Aucune pour la cueillette. On vous montre en cinq minutes comment couper, ce qu’il faut écarter et comment remplir un seau. En revanche, les postes de porteur et de cavier demandent une vraie condition physique, et ceux de cave supposent souvent une formation.

Comment trouver une place ?

Trois voies fonctionnent réellement : les agences d’emploi agricoles et les services saisonniers des chambres d’agriculture, qui centralisent les offres dès le mois de juin ; le contact direct avec les domaines, surtout les petites structures familiales qui recrutent de bouche à oreille ; et les groupements d’employeurs locaux. Les grandes propriétés bordelaises recrutent tôt, souvent dès le printemps.

À quoi s’attendre concrètement

Des journées qui commencent entre 6 h et 7 h pour profiter de la fraîcheur, une position accroupie ou penchée pendant des heures, et une fatigue qui ne ressemble à aucune autre. Prévoyez des gants, un chapeau, un pantalon solide et des bottes pour les matins de rosée.

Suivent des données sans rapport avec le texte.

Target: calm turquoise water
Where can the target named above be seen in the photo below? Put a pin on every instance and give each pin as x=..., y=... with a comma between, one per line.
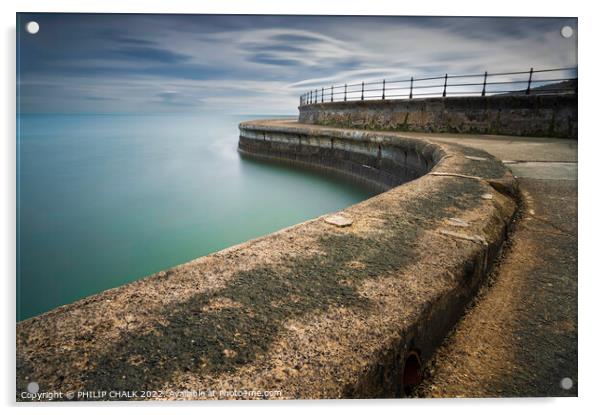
x=106, y=199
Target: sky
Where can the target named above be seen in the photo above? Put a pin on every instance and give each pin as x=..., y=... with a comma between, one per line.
x=245, y=64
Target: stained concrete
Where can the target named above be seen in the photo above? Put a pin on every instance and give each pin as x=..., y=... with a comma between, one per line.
x=520, y=336
x=553, y=115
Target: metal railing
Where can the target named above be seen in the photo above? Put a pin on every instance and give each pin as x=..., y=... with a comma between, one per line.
x=542, y=81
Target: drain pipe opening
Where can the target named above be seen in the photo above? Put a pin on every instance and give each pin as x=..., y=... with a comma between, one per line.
x=412, y=371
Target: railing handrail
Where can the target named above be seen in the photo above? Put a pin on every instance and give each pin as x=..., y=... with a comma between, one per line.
x=383, y=91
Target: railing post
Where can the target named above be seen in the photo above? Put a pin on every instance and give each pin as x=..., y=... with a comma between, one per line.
x=484, y=84
x=445, y=87
x=528, y=91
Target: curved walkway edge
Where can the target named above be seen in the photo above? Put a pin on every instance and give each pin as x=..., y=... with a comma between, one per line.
x=343, y=305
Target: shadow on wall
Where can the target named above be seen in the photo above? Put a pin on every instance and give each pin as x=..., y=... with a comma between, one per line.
x=220, y=331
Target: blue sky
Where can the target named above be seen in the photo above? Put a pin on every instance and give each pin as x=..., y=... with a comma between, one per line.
x=258, y=64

Beaucoup de domaines nourrissent les équipes : le repas de vendanges reste l’un des grands moments de la gastronomie paysanne du Sud-Ouest.

Vivre les vendanges en visiteur, sans travailler

C’est l’option la plus accessible, et elle s’est beaucoup développée. De nombreux domaines proposent des journées vendanges : une demi-matinée de cueillette symbolique, la visite du chai en pleine activité, le pressurage, puis un déjeuner vigneron. On y comprend en trois heures ce qu’aucune dégustation ne raconte.

Les fêtes des vendanges constituent l’autre porte d’entrée. Outre le ban de Saint-Émilion, on trouve des manifestations dans presque toutes les appellations du Sud-Ouest en septembre. Consultez notre panorama des événements viticoles du Sud-Ouest pour composer votre week-end.

Enfin, la période est idéale pour parcourir les routes des vins : la lumière de septembre est superbe, les feuilles commencent à rougir sur le malbec, et les vignerons — paradoxalement très occupés — sont aussi les plus bavards, parce qu’ils parlent de ce qu’ils viennent de récolter. La route des vins de Bordeaux et celle de Gaillac se prêtent particulièrement bien à l’exercice.

Nos conseils pour un séjour vendanges réussi

  • Réservez tôt. Les hébergements en zone viticole se remplissent en septembre, souvent par les vendangeurs eux-mêmes.
  • Appelez la veille. Un domaine qui commence sa récolte annule ses visites sans préavis : c’est la règle du jeu.
  • Visez la semaine. Les week-ends de septembre sont saturés dans le Bordelais.
  • Ne négligez pas les petites appellations. Fronton, Marcillac, Brulhois ou Saint-Mont offrent un accueil bien plus personnel que les grands crus.

Questions fréquentes

Quand commencent les vendanges 2026 dans le Sud-Ouest ?

Les premières parcelles, essentiellement destinées aux effervescents et aux blancs précoces, sont généralement récoltées à partir de la fin août. Les rouges suivent de la mi-septembre au début octobre, et les liquoreux jusqu’en novembre. Les dates exactes dépendent de la maturité et sont annoncées appellation par appellation.

Comment participer aux vendanges ?

En passant par les agences d’emploi agricoles et les chambres d’agriculture dès le mois de juin, ou en contactant directement les petits domaines. De nombreuses propriétés proposent aussi des journées vendanges touristiques, sans contrat de travail.

Les vendanges sont-elles payées ?

Oui, il s’agit d’un emploi saisonnier déclaré avec contrat, rémunéré au minimum au salaire légal. Refusez toute proposition non déclarée.

Faut-il être en bonne condition physique ?

Pour la cueillette, une condition normale suffit, même si les premiers jours sont éprouvants pour le dos. Les postes de porteur exigent en revanche une vraie robustesse.

Combien de temps durent les vendanges ?

Sur un domaine donné, la récolte s’étale généralement sur une à trois semaines selon la taille et le nombre de cépages. À l’échelle du Sud-Ouest, la campagne couvre près de trois mois.

Peut-on visiter un chai pendant les vendanges ?

Oui, et c’est le meilleur moment de l’année pour le faire, mais confirmez toujours la veille : les horaires d’un domaine en pleine récolte changent d’un jour à l’autre.